En dernier lieu, le gouvernement souhaiterait aller encore plus loin en permettant éventuellement de jumeler une inspection mécanique au processus qui sera instauré.
Ces émissions ont également des effets considérables sur la santé publique. En effet, selon l'Association médicale canadienne, les gaz à effet de serre causent 2000 décès prématurés par année.
Une quarantaine d'États américains et sept provinces canadiennes ont déjà adopté des programmes d'inspections de véhicules.
Cher et inefficace ou contraignant et nécessaire?
L'Association de la protection des automobilistes soutient que la mesure coûtera cher en vain. « En général, les programmes d'inspection qui opèrent dans les autres provinces ne sont pas efficaces et sont très, très coûteux », affirme George Iny, le président de l'association.

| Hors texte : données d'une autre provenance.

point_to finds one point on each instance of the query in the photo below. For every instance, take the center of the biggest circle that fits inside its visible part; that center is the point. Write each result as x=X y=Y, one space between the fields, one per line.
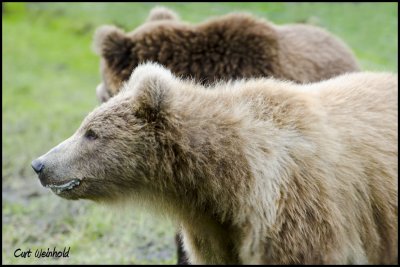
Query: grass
x=49 y=80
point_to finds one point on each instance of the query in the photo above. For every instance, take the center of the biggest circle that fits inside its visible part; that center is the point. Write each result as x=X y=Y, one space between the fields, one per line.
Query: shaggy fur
x=269 y=172
x=229 y=47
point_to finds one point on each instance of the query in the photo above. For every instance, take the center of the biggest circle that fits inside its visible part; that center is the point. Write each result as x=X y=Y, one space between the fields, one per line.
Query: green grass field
x=49 y=79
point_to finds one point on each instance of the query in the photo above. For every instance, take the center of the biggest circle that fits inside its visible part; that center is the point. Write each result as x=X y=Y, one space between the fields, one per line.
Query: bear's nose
x=37 y=166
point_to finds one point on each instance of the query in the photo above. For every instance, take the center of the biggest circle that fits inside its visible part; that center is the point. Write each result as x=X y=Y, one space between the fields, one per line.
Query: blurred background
x=49 y=77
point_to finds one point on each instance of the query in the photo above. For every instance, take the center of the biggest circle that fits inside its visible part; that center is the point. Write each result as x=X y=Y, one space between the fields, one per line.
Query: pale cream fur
x=256 y=171
x=339 y=136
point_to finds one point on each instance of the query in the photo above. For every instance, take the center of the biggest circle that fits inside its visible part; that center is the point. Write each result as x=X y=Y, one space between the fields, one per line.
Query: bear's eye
x=90 y=134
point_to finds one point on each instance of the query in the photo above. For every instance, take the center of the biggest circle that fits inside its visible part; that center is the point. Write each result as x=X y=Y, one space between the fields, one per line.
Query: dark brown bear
x=229 y=47
x=232 y=46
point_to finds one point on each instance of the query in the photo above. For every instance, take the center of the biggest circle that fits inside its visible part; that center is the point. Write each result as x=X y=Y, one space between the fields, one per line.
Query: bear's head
x=115 y=151
x=118 y=55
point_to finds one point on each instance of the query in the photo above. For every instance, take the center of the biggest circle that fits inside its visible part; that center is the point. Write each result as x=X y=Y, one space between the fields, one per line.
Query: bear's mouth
x=63 y=187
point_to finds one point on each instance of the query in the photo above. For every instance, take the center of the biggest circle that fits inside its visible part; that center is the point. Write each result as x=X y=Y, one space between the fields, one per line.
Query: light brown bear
x=233 y=46
x=255 y=171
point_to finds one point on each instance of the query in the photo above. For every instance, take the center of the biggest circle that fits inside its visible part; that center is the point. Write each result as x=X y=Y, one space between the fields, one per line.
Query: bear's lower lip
x=64 y=187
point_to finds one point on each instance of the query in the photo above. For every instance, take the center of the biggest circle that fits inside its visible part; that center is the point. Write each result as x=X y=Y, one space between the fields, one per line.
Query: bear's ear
x=112 y=44
x=162 y=13
x=151 y=84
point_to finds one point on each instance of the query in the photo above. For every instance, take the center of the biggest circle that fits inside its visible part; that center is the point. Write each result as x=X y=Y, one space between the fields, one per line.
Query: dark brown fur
x=229 y=47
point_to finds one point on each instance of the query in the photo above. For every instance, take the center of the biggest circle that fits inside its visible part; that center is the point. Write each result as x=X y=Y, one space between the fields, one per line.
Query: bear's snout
x=37 y=165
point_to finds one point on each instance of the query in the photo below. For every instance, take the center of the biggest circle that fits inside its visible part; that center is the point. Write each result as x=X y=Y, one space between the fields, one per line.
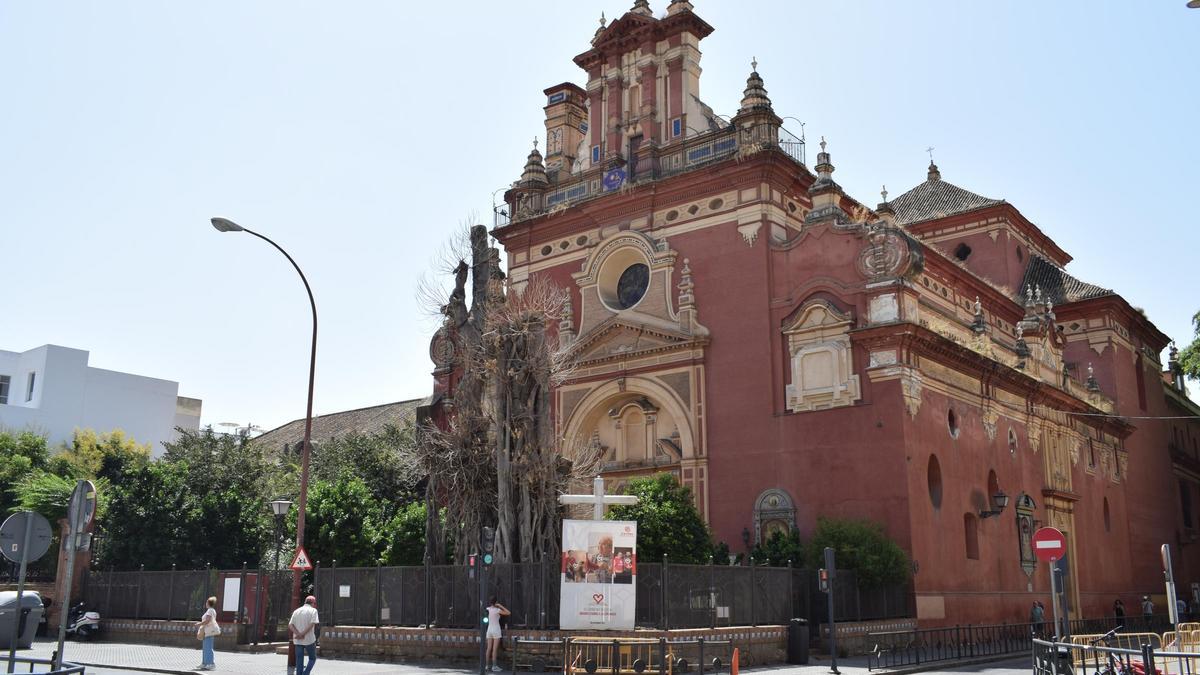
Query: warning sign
x=301 y=562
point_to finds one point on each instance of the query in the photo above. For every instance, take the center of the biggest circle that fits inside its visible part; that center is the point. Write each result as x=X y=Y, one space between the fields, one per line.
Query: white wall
x=69 y=395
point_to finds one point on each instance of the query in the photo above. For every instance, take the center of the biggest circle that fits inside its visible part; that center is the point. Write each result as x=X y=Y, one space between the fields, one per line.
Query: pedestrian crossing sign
x=301 y=562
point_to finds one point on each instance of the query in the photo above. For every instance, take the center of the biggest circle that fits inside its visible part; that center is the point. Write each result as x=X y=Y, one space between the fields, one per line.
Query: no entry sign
x=1049 y=544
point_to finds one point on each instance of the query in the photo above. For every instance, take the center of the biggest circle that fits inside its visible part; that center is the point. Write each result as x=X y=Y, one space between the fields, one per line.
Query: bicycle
x=1113 y=665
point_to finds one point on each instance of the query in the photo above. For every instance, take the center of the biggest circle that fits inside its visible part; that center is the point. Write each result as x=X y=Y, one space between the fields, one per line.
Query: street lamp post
x=280 y=508
x=225 y=225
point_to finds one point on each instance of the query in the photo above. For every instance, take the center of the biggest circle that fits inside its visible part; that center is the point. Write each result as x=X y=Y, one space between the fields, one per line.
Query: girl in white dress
x=495 y=611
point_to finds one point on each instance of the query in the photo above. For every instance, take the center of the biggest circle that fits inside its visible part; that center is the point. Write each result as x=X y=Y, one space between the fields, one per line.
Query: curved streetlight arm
x=225 y=225
x=305 y=451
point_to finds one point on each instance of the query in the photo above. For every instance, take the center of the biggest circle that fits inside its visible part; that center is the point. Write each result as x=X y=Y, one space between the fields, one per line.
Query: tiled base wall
x=169 y=633
x=852 y=637
x=760 y=645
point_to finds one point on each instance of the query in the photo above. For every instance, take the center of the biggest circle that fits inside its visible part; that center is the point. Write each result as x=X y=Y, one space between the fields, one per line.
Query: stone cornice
x=916 y=339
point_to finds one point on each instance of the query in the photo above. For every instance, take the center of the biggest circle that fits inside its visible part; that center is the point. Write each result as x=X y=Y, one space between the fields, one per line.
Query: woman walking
x=495 y=611
x=207 y=631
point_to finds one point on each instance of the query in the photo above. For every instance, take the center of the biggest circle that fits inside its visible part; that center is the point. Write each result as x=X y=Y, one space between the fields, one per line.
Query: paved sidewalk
x=154 y=658
x=112 y=657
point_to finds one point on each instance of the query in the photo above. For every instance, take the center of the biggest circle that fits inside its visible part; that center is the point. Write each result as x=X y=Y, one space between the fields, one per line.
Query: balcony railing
x=673 y=159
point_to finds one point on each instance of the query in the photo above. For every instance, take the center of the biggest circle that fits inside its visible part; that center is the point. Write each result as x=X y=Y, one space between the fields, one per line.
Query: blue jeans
x=301 y=651
x=207 y=651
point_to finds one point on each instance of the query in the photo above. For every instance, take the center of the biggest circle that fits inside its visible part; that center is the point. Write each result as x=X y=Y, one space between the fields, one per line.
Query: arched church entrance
x=637 y=426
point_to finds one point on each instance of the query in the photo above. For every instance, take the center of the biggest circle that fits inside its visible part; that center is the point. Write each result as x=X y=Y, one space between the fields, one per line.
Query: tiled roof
x=936 y=198
x=1056 y=284
x=327 y=426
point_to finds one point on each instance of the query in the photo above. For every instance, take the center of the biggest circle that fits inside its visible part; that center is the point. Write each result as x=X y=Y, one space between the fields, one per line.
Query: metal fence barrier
x=669 y=596
x=897 y=649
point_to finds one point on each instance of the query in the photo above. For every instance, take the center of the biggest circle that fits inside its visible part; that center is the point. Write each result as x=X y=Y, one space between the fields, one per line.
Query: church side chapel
x=790 y=351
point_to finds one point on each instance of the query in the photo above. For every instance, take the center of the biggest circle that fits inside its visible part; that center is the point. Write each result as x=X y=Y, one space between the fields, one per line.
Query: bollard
x=333 y=593
x=171 y=591
x=379 y=596
x=137 y=602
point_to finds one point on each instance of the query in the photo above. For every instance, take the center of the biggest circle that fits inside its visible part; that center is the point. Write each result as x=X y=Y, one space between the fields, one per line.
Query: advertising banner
x=599 y=575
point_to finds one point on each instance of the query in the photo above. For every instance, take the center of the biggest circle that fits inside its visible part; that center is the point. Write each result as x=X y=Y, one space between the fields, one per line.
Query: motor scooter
x=82 y=623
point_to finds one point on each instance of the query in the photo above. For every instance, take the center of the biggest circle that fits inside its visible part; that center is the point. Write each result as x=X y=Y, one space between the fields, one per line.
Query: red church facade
x=791 y=352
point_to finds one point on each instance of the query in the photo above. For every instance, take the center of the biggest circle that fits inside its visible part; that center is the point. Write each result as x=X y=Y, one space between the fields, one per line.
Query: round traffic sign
x=1049 y=544
x=12 y=536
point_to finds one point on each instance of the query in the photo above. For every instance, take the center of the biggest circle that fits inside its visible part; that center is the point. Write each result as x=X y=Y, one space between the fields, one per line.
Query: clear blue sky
x=360 y=135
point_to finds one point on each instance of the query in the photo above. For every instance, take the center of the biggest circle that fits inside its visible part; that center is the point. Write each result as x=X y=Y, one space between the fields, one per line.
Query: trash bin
x=25 y=620
x=798 y=641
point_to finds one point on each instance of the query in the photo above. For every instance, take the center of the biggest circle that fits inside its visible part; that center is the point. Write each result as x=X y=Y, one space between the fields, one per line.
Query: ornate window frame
x=821 y=329
x=773 y=505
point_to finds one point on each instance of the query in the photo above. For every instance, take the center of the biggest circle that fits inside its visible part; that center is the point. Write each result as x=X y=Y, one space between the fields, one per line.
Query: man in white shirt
x=304 y=634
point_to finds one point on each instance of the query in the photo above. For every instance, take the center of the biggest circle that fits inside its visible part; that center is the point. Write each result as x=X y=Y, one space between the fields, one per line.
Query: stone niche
x=821 y=359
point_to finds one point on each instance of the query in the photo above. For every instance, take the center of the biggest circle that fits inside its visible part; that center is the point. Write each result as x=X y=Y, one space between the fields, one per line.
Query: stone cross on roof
x=598 y=499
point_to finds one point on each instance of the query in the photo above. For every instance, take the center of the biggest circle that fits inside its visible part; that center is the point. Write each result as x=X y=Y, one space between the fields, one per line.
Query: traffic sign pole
x=75 y=519
x=21 y=590
x=1050 y=545
x=1054 y=598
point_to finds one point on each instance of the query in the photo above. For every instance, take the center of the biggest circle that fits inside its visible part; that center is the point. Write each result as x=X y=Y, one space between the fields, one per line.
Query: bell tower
x=567 y=121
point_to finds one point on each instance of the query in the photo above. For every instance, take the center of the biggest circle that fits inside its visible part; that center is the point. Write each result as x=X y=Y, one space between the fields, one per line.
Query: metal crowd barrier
x=19 y=664
x=1071 y=658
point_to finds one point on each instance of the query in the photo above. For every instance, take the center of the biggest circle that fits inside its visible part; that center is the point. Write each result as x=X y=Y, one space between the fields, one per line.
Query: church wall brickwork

Selon lui, la grande majorité des voitures inspectées répondront aux normes et le gouvernement perdra de l'argent à inspecter des voitures qui respectent les standards. Il serait bien plus efficace, à son avis, de mettre en place d'autres types de programmes pour réduire l'usage des voitures et favoriser le transport en commun.
L'ex-garagiste André Proteau n'est pas du même avis. M. Proteau explique que certains automobilistes peuvent polluer pendant une longue période de temps parce qu'aucune contrainte ne les oblige à faire réparer certaines pièces mécaniques polluantes de leurs vieilles voitures. « Le catalyseur, entre autres, quand il n'est pas brisé physiquement [...], les gens vont dire : "Qu'est-ce que ça fait?" Vous polluez plus, puis à long terme ce n'est pas bon. Mais sur le coup, les gens disent, "bon ben on peut étirer le problème".
Les émissions de gaz à effet de serre dans le domaine du transport représentent 43 % des émissions totales au Québec. Le transport serait ni plus ni moins « le nerf de la guerre » de la réduction des GES, selon Karel Mayrand, directeur général de la Fondation David Suzuki pour le Québec.